Duygusal travma: nedir ve nasıl tespit edilir
Günlük yaşamda, filmlerde, edebiyatta travma hakkında çok şey duyma eğilimindeyiz. Ancak, duygusal travma gerçekten nedir?
"Travma" kelimesini duyduğumuzda genellikle aklımıza savaş, saldırı, tecavüz veya doğal afetler gelir. Fakat, travma bundan çok daha fazlasını kapsayabilir ve -görünüşe göre- daha az etkili olayların bir sonucu olarak üretilebilir.
Travmanın oluşması olaya değil, olaya bağlıdır. O olayı nasıl algıladığımız ve yorumladığımız. Ve her insan aynı olaya farklı tepkiler verir.

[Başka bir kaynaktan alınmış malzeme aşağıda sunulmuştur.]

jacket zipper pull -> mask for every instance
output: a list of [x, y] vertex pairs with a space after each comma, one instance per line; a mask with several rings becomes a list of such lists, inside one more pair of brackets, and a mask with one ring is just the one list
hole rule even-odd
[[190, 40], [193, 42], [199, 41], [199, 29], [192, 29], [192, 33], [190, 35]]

Bazıları için duygusal travma yaratabilen bir olay, diğerleri için hiçbir sonuç bırakmadan gerçekleşebilir.
Travma nedir ve türleri nelerdir?
Travmanın ne olduğunu ve özelliklerinin neler olduğunu tanımlayarak başlayalım. Travma yaşamı veya fiziksel veya psikolojik bütünlüğü tehdit ettiğini algıladığımız bir olaya duygusal ve fizyolojik tepki.
Bazen doğal afetler, kazalar veya gasplar gibi benzersiz, beklenmedik, öngörülemeyen ve bunaltıcı olaylardır. Diğer zamanlarda, sürekli ve tahmin edilebilir olaylardır, ancak aile içi şiddet veya toplumsal cinsiyete dayalı şiddet vakaları gibi, aynı derecede bunaltıcıdır.
Bununla birlikte, daha sessiz ve bu nedenle o kadar belirgin olmayan başka bir travma türü daha vardır. Bağlanma travmasıyla ilgili..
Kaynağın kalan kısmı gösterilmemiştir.